Photo by Mike Seyfang/Flickr
Hats off to Cleveland.com and columnist Mark Naymik, who continue to badger the various entities involved in Cleveland's secret Amazon proposal. Naymik has been trying, with limited success, to obtain information about incentives offered to Amazon as part of the city's pie-in-the-sky package to lure the so-called HQ2.
Naymik revealed, in a scathing post Thursday
, that to keep their Amazon dealings secret, the agencies developed a codename for documents related to them: Conway.
"Maybe they figured [Conway] sounds so boring that no one would bother to pry if they heard the name or saw it stamped on a folder," Naymik wrote. "I would suggest a more appropriate codename would be "Pipe dream." ... The codename is laughable — but the secrecy is not."
Naymik reported that Cleveland.com has filed a complaint against the Northeast Ohio Areawide Coordinating Agency (NOACA) with the Ohio Court of Claims. NOACA produced 18 reports for the Amazon bid but is refusing to share them with Cleveland.com, arguing that the information contained therein constitutes "trade secrets" and is therefore exempt from state public records law.

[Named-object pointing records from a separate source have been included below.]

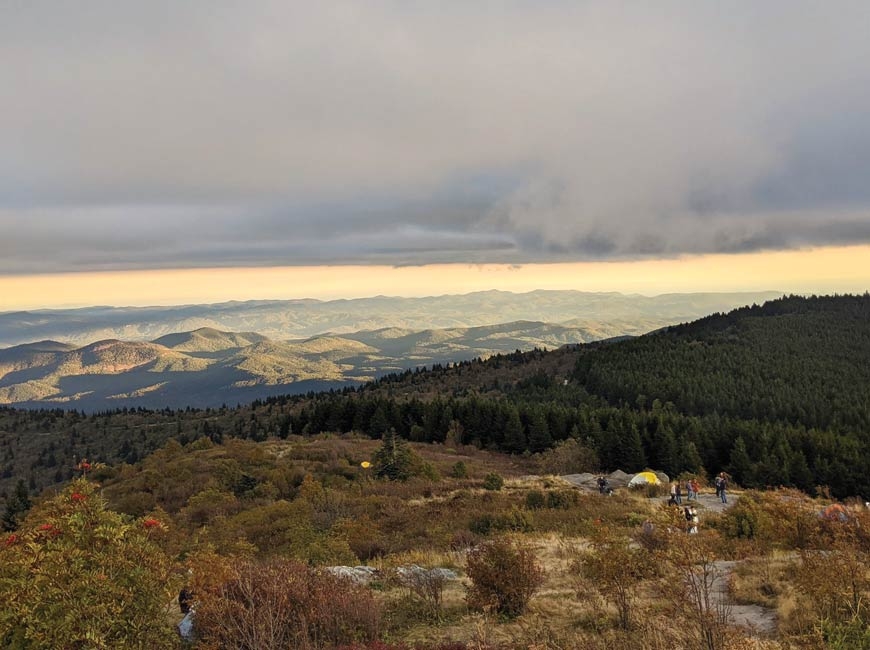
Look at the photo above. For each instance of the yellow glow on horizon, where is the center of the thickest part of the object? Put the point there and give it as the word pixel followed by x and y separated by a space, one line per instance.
pixel 821 270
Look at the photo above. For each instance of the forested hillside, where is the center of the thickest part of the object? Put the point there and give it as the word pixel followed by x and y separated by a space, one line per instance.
pixel 775 395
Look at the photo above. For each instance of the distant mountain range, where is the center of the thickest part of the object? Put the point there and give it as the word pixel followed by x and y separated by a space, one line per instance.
pixel 596 315
pixel 209 367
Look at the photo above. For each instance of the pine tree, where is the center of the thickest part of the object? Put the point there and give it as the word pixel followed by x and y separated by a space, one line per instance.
pixel 539 432
pixel 17 506
pixel 514 436
pixel 393 460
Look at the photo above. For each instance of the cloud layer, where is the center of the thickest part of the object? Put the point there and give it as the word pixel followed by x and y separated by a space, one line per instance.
pixel 162 134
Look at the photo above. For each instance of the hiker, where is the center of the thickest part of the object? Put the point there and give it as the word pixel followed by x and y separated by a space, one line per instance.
pixel 723 484
pixel 185 600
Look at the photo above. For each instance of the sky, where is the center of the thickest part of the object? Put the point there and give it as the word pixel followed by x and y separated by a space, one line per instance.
pixel 164 152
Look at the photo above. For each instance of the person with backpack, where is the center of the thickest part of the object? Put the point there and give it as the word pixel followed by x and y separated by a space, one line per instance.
pixel 722 485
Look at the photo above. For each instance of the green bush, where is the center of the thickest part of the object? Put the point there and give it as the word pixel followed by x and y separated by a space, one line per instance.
pixel 493 482
pixel 77 575
pixel 459 470
pixel 535 500
pixel 513 520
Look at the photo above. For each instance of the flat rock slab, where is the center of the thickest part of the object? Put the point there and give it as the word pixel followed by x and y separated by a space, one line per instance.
pixel 759 620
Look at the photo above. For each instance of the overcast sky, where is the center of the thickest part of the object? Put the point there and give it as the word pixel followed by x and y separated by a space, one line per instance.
pixel 138 135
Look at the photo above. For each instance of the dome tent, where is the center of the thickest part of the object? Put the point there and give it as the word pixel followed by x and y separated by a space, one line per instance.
pixel 644 478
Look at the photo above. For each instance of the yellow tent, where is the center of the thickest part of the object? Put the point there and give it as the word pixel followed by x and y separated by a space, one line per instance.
pixel 643 478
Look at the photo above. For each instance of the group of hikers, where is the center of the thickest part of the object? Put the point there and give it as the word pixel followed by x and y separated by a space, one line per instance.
pixel 693 489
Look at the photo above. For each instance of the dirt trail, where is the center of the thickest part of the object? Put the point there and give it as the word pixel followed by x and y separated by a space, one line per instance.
pixel 759 620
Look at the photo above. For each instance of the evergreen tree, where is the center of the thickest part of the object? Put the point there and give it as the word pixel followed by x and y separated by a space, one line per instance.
pixel 741 466
pixel 393 459
pixel 17 506
pixel 514 436
pixel 539 432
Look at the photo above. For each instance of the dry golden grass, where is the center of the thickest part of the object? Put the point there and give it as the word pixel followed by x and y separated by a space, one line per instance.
pixel 762 580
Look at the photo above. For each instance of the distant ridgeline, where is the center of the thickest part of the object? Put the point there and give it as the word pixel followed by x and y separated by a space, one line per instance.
pixel 777 394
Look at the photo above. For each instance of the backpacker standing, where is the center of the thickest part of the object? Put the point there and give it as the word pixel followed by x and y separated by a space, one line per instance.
pixel 673 500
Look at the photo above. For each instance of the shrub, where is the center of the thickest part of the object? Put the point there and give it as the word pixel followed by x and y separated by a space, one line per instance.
pixel 493 482
pixel 505 575
pixel 535 500
pixel 79 575
pixel 281 604
pixel 561 500
pixel 512 520
pixel 459 470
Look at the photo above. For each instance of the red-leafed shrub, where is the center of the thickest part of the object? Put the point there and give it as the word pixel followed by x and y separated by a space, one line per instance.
pixel 281 604
pixel 505 575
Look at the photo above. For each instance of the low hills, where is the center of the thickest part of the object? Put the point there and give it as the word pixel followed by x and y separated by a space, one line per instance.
pixel 209 367
pixel 602 315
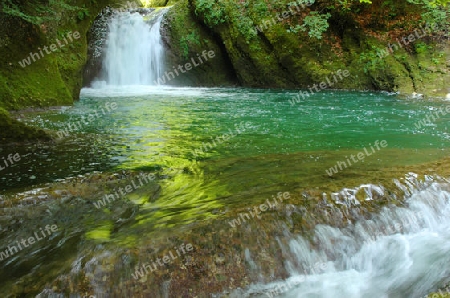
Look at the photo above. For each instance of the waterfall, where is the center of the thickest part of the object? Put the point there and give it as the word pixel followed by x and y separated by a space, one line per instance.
pixel 134 51
pixel 401 252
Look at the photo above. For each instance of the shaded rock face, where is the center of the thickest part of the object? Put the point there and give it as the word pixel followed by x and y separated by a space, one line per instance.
pixel 275 56
pixel 185 40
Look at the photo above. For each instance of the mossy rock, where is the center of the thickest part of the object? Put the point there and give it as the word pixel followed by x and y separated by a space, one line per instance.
pixel 12 130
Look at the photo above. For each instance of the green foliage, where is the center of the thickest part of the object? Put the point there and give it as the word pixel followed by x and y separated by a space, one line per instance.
pixel 421 48
pixel 316 24
pixel 41 12
pixel 434 12
pixel 372 59
pixel 192 38
pixel 213 12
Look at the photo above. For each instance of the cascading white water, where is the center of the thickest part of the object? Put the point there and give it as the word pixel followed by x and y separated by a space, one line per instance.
pixel 401 252
pixel 134 51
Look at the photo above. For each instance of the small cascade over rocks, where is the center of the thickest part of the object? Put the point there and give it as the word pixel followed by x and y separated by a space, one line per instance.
pixel 134 50
pixel 125 47
pixel 403 251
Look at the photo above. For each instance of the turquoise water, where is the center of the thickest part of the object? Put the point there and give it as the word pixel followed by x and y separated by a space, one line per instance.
pixel 284 148
pixel 161 128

Cleveland.com called bullshit. Good on them for pursuing these reports, and continuing to shine a light on the secrecy of our public leaders, who, as Naymik noted, strategically placed the information in the hands of the corporate-inclined nonprofits Team NEO and the Greater Cleveland Partnership to circumvent records laws. Shame on them.
The Associated Press attempted to report
on various cities' Amazon incentive packages as well. It cited Cleveland, along with Chicago, Las Vegas and more than a dozen others, who all offered similar excuses about why they wouldn't divulge information: that by revealing their incentives, they would somehow be at a competitive disadvantage.